Pauvre «France»! Il était né pour braver les tempêtes, traverser les océans. Quarante ans après sa première mise à flot, le paquebot mythique le plus rapide de sa génération, symbole des Trente Glorieuses, va se retrouver à quai, amarré ad vitam aeternam à Honfleur pour être transformé en complexe touristique géant. Gérard Brémond sera-t-il le capitaine du projet? A 67 ans, le patron de Pierre et Vacances le reconnaît d’un air gourmand: cette nouvelle aventure le tente. Casino, thalasso, centre de congrès et hôtellerie de différents standings, mais aussi pourquoi pas jeux vidéo et golf virtuel, il a tout prévu. «Il faut conjuguer nostalgie et nouvelles technologies, l’ambiance croisière et le court séjour.» Mais pourquoi diable ne pas le faire voguer, ce fabuleux navire? «Le "France" n’est plus adapté aux normes des bateaux de croisière actuels.
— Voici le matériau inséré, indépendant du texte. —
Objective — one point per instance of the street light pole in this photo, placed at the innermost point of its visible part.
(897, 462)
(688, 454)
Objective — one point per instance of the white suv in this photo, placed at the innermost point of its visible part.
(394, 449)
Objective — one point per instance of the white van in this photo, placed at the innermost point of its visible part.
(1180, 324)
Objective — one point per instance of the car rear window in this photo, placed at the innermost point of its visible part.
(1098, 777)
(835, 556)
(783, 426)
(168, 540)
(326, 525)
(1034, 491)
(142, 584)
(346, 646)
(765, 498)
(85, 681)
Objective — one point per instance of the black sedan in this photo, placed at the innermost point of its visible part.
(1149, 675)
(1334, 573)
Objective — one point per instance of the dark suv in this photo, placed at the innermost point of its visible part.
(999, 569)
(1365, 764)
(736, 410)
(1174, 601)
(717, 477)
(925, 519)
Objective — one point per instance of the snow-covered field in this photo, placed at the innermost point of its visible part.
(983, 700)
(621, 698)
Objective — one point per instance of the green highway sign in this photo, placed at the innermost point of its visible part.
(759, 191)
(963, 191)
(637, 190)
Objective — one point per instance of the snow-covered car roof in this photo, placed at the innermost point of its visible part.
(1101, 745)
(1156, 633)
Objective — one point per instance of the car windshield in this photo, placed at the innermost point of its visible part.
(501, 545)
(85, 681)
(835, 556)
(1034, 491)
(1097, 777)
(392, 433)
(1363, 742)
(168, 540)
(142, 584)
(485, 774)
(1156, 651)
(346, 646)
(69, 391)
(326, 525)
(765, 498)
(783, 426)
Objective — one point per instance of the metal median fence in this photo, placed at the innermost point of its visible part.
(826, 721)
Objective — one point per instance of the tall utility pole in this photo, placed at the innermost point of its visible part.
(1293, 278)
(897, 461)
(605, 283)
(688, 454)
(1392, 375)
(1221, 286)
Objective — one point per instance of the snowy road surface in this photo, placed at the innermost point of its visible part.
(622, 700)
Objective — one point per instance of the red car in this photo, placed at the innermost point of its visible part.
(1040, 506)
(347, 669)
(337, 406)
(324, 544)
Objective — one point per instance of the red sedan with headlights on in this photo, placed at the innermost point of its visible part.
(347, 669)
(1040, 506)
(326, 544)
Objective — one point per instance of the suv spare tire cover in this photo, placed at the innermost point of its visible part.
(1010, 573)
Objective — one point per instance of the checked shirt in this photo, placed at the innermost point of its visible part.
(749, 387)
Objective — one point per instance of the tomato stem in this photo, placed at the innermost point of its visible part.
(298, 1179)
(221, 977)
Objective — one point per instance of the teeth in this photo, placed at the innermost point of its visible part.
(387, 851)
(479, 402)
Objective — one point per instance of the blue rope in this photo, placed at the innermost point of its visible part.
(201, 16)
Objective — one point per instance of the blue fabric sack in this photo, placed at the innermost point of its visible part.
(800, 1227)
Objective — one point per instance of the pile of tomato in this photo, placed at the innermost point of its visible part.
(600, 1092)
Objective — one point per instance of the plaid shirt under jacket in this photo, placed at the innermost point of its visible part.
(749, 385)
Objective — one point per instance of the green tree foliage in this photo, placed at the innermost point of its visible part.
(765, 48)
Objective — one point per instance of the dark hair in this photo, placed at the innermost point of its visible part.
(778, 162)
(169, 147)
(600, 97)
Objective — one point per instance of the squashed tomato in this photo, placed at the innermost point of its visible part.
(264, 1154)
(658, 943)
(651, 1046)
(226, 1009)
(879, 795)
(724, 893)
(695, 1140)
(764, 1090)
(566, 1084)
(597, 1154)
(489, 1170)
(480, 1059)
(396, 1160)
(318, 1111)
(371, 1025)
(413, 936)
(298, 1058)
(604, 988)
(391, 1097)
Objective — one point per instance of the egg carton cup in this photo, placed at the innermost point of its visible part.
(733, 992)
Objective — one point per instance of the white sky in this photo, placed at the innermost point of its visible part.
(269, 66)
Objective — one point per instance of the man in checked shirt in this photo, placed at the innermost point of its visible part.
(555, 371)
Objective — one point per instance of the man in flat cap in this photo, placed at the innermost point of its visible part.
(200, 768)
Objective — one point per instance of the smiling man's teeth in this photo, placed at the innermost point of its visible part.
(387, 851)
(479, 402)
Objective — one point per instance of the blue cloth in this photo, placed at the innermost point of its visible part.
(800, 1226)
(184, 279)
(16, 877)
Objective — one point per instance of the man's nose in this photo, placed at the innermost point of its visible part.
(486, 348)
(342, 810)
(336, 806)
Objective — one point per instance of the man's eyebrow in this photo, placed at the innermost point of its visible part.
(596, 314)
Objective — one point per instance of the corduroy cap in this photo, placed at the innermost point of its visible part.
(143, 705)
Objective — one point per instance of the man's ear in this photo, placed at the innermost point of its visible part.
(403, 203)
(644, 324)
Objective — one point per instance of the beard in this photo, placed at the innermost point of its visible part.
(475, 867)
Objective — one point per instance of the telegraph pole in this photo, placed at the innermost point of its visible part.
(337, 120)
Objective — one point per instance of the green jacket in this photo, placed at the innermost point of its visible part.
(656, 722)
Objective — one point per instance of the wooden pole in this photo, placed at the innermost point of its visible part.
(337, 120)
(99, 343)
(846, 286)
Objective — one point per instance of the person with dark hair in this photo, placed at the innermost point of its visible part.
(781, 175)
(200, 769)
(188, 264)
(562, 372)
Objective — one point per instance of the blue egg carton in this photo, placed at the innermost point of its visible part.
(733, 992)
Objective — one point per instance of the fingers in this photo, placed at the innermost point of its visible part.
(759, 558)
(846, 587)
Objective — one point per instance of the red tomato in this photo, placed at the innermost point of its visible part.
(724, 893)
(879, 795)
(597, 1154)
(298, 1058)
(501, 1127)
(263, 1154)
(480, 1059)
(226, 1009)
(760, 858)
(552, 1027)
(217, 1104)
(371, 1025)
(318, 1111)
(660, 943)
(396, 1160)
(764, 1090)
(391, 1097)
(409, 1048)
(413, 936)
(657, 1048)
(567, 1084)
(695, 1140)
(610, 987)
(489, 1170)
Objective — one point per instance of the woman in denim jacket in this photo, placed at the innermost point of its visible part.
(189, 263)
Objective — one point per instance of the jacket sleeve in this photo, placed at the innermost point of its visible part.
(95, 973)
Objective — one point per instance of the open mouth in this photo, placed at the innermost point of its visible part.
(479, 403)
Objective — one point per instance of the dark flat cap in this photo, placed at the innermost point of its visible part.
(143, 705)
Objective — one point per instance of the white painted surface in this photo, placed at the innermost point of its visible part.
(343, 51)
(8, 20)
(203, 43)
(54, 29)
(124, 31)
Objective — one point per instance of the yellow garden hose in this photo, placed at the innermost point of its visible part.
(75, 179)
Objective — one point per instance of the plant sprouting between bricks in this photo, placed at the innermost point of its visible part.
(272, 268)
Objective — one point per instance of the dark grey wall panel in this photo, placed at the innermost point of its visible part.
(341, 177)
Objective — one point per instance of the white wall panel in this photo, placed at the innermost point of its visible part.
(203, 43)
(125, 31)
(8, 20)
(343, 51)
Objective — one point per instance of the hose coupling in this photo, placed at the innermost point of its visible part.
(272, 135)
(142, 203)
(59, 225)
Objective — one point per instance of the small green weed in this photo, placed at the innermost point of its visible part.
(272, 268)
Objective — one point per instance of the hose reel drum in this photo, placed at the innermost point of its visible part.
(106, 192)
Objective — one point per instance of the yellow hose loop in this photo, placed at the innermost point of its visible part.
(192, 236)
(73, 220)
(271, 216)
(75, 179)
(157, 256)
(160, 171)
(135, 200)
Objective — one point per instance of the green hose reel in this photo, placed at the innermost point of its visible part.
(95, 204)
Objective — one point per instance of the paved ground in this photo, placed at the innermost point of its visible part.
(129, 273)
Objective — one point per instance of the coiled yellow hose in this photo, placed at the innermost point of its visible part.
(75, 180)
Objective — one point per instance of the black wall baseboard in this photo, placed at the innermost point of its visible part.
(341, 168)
A l’étranger, le nom est peu évocateur, et la clientèle française ne suffit pas pour lancer un tel projet. En revanche ce sera un formidable point de départ pour découvrir toute la côte normande, visiter Deauville et Trouville.» Sur le papier, le projet semble bouclé. A quelques petits détails près.
Un: quel sera le montage financier?
Deux: qui va payer l’opération de désamiantage du paquebot?
L’actuel propriétaire du bateau Isaac Dahan, un riche promoteur immobilier qui a racheté le paquebot rebaptisé « Norway » à la Compagnie norvégienne il y a deux mois? Les pouvoirs publics? Ou l’opérateur?
Reste aussi à savoir dans quels délais l’opération pourra se faire. Et, surtout, à quel prix. «Les réponses à ces questions sont les préalables absolus à toute décision de notre part, explique Gérard Brémond. Or, pour l’instant, les écarts entre les experts sont gigantesques. Il faut avoir les nerfs solides. Selon les estimations, le projet est formidable, ou complètement plombé.» Comme à son habitude, ce spécialiste du tourisme, considéré comme un redoutable gestionnaire, n’est pas homme à se laisser griser par un projet, aussi séduisant soit-il. «La passion n’exclut pas la raison», répète-t-il.
Vingt ans après avoir créé la station de ski Avoriaz, le leader européen de la résidence de loisirs n’a pas changé. Car avant d’être un expert du tourisme, le patron de Pierre et Vacances est d’abord un spécialiste de la promotion immobilière. Certes, il sait capter l’air du temps. Mais c’est sa capacité à garder les pieds sur terre et l’œil sur les chiffres qui a bâti sa réputation. Dans un secteur dominé par des ego surdimensionnés, cet homme d’affaires discret, passionné de jazz et de sport, ne s’est jamais laissé aveugler par les paillettes, ni griser par le succès. Et ça marche: avec plus de 1 milliard d’euros de chiffre d’affaires et quelque 45 millions de résultat net en hausse de 12%, son groupe, dont il détient solidement plus de 50% du capital, fait un véritable pied de nez à la crise. En cinq ans, il a tranquillement avalé Maeva, numéro deux du secteur, puis les Center Parcs, assuré une croissance tranquille au groupe, sans jamais en perdre le contrôle. Ce n’est pas le «France» qui le fera changer de cap.